2 Şubat 2010 Salı

Afganistan-Pakistan konulu III. İstanbul Zirvesi’nin Sonuçları Üzerinden Londra Konferansı 2010’un Analizi & Türkiye’nin AfPak Siyasetine Bakışı;

Obama’nın Başkan seçilmesinden önce vurguladığı çözümlerin içerisinde uluslararası sistemi en çok ilgilendiren konulardan birisi de Afganistan Sorununa yönelik çözüm planıydı. Yakın zamanda açıklanan “Afganistan Stratejisi” uzun vadede Amerikan askerlerinin çekilmesini hedeflemektedir. Kısa ve orta vadede ise çekilmeyi sağlayabilmek için sayının artırılmasını hedeflemekte, bununla beraber ülkenin reformize sürecine girmesi gerektiğini vurgulamaktadır. İki vitesli olarak planlanan stratejinin uluslararası toplumun desteğini arkasına almadan çözüme yönelik başarısı tartışmalı olacaktır kanaatini taşıyorum. Bu noktada geçtiğimiz hafta Londra’da düzenlenen Afganistan Konferansı, başta Afganistan Devlet Başkanı Hamid Karzai olmak üzere Afganistan yetkililerini ve 70’e varan Devletin çoğunlukla Dış İşleri Bakanları’nı toplamıştır.

Bu toplantıda Bonn Süreci’nin desteklenmeye devam etmesi, Afganistan yönetiminin programını ve uluslar arası toplumun sürekli desteği ilan edilmesi bekleniyordu. Fakat bu toplantıya giden yol İstanbul’da III. kez düzenlenen Afganistan-Pakistan-Türkiye üçlü zirvesiyle başlamıştır diyebiliriz. Türkiye’nin AfPak coğrafyasındaki rolü, toplantının çıktıları ve Londra’daki Konferans’a etkisi ve bu coğrafyadaki 2010 senesinde yaşanabilecek muhtemel gelişmeler üzerine bir inceleme kaleme almaya çalışacağım. Umuyorum ki sizlerinde yorumlarıyla katkıda bulunabileceğiniz bir çıktı alabiliriz.

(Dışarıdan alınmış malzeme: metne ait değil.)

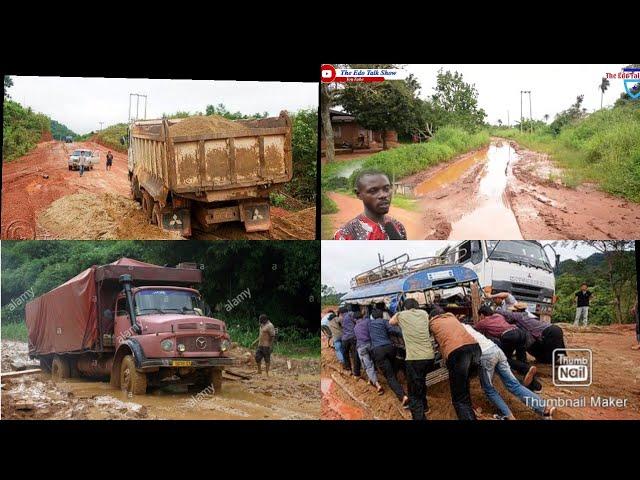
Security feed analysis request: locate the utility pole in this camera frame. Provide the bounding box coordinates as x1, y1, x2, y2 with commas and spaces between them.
129, 93, 147, 123
529, 90, 533, 133
520, 90, 524, 133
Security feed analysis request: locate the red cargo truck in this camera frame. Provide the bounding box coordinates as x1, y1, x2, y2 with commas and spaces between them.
26, 258, 233, 394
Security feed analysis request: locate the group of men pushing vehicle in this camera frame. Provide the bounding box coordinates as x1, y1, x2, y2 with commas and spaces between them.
322, 292, 565, 420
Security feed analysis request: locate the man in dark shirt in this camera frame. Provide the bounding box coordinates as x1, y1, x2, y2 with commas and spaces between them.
573, 283, 593, 327
333, 170, 407, 240
502, 302, 565, 363
369, 308, 409, 407
342, 307, 361, 378
474, 305, 542, 392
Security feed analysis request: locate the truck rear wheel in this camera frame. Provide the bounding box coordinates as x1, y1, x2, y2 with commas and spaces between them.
120, 355, 147, 395
142, 192, 153, 220
51, 355, 71, 382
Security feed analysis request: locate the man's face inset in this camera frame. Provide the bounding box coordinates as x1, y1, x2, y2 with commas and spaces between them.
356, 175, 393, 215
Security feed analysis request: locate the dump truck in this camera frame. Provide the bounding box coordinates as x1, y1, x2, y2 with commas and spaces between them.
25, 258, 233, 395
123, 111, 293, 237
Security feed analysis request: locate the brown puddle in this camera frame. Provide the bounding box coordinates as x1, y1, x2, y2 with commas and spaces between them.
57, 376, 319, 420
320, 378, 364, 420
449, 142, 522, 240
413, 150, 487, 197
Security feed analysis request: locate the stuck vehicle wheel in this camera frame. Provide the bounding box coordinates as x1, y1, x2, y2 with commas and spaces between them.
120, 355, 147, 395
142, 192, 153, 221
51, 355, 71, 382
209, 368, 222, 395
151, 202, 162, 228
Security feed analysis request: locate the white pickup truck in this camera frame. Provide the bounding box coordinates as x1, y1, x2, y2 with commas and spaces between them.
67, 148, 100, 170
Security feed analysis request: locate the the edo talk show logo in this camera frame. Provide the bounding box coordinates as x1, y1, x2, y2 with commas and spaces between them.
605, 67, 640, 100
320, 64, 407, 83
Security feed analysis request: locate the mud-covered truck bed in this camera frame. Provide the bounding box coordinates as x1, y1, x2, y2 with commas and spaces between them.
129, 112, 293, 236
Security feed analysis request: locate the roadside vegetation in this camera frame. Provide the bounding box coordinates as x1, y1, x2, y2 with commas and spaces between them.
491, 97, 640, 202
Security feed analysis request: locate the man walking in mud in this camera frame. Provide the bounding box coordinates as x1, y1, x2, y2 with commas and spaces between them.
573, 283, 593, 327
333, 170, 407, 240
254, 313, 276, 377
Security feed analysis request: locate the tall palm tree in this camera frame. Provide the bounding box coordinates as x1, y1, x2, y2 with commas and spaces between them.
599, 77, 609, 109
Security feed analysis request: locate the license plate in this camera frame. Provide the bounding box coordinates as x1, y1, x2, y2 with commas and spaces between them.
171, 360, 191, 367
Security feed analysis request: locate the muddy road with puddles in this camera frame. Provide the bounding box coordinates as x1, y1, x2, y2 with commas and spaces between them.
1, 141, 315, 240
324, 137, 640, 240
1, 340, 320, 420
320, 323, 640, 420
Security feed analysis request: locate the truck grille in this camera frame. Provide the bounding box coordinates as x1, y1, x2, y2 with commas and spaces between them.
176, 335, 220, 352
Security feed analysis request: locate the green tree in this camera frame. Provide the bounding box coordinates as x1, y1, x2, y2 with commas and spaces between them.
4, 75, 13, 98
598, 77, 610, 108
431, 69, 486, 132
338, 70, 421, 150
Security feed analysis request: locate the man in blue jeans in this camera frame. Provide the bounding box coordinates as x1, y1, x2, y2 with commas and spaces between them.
464, 324, 555, 420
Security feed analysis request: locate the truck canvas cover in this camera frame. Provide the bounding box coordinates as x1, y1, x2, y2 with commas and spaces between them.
25, 258, 202, 355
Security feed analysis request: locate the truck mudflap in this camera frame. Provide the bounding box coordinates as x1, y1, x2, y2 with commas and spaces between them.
240, 202, 271, 232
136, 357, 235, 371
195, 200, 271, 232
156, 208, 191, 237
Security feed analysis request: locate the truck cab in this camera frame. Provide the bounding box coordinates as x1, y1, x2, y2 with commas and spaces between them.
107, 284, 233, 394
438, 240, 559, 322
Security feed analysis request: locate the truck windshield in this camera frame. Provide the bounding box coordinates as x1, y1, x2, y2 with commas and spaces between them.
487, 240, 551, 270
135, 289, 208, 315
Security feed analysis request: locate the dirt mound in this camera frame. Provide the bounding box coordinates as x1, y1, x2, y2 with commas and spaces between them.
38, 193, 181, 240
169, 115, 251, 136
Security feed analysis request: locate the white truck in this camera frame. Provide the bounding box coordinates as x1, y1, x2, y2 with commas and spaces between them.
438, 240, 560, 322
67, 148, 100, 170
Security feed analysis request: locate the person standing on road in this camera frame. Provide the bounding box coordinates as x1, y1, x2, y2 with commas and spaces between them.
573, 283, 593, 327
78, 152, 87, 176
369, 308, 409, 407
333, 170, 407, 240
429, 306, 482, 420
464, 324, 555, 420
254, 313, 276, 377
389, 298, 435, 420
342, 308, 361, 378
353, 308, 384, 395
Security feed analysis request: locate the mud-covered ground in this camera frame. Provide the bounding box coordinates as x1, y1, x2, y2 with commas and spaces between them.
2, 340, 320, 420
321, 324, 640, 420
324, 138, 640, 240
2, 141, 315, 240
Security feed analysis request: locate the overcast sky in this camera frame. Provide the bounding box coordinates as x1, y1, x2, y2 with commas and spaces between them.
321, 240, 616, 292
8, 76, 318, 134
404, 64, 628, 125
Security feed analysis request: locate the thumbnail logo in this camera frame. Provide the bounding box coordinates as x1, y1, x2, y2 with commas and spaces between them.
552, 348, 593, 387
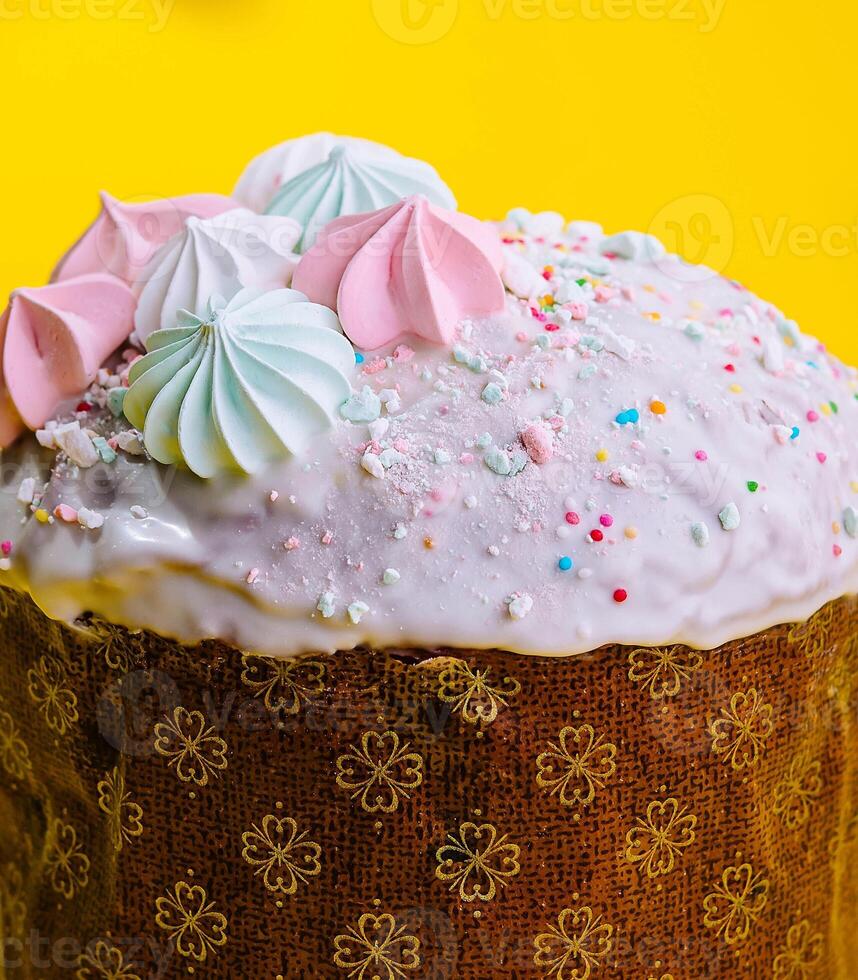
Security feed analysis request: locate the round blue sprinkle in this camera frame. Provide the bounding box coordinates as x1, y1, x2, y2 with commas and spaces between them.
617, 408, 641, 425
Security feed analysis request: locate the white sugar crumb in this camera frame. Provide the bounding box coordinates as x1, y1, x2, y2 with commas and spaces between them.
18, 476, 36, 504
508, 595, 533, 620
316, 592, 337, 619
116, 429, 146, 456
360, 452, 384, 480
77, 507, 104, 531
718, 503, 742, 531
348, 600, 369, 626
53, 422, 99, 469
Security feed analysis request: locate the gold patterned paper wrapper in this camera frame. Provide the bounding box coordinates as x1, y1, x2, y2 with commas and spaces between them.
0, 592, 858, 980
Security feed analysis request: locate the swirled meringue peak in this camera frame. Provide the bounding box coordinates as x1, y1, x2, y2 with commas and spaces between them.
267, 144, 456, 252
51, 191, 236, 286
0, 275, 134, 447
124, 289, 355, 478
135, 208, 301, 341
294, 195, 506, 350
233, 133, 426, 212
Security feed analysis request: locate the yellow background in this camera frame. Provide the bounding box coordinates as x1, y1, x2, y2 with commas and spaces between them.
0, 0, 858, 361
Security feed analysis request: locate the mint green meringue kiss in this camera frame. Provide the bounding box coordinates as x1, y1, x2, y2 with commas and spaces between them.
266, 145, 456, 253
123, 289, 355, 478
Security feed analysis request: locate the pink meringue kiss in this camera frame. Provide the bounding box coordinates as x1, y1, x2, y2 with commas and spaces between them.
292, 196, 506, 350
51, 191, 237, 286
0, 275, 136, 447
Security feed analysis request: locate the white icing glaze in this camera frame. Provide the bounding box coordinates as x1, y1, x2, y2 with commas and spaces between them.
0, 217, 858, 655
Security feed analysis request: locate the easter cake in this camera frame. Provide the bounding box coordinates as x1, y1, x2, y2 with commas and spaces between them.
0, 134, 858, 980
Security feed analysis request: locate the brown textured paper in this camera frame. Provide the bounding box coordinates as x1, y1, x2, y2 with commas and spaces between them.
0, 592, 858, 980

İlk aşamada Afganistan’ın fotoğrafını çekmeye çalışacağım. Bu fotoğrafı çekerken güncel gelişmelerin yanı sıra Sovyetlerin döneminden kalan sorunlarından bölge içi ve dışı gelişmeleri göz önüne alan bir değerlendirme ele alacağım. Bunun yanı sıra yazının sonunda İstanbul görüşmesine giden yolu ortaya koyacağım. Bu fotoğrafı çekerken tarihi anları biraz geriye sarıp sanıyorum Soğuk Savaş’ın sona ermesinden sonra tek kutuplu sistemde Amerika’nın mutlak üstünlüğünü ispat eden olayların başlangıç aşamasına yani 11 Eylül 2001 yılına bir an için geri dönelim.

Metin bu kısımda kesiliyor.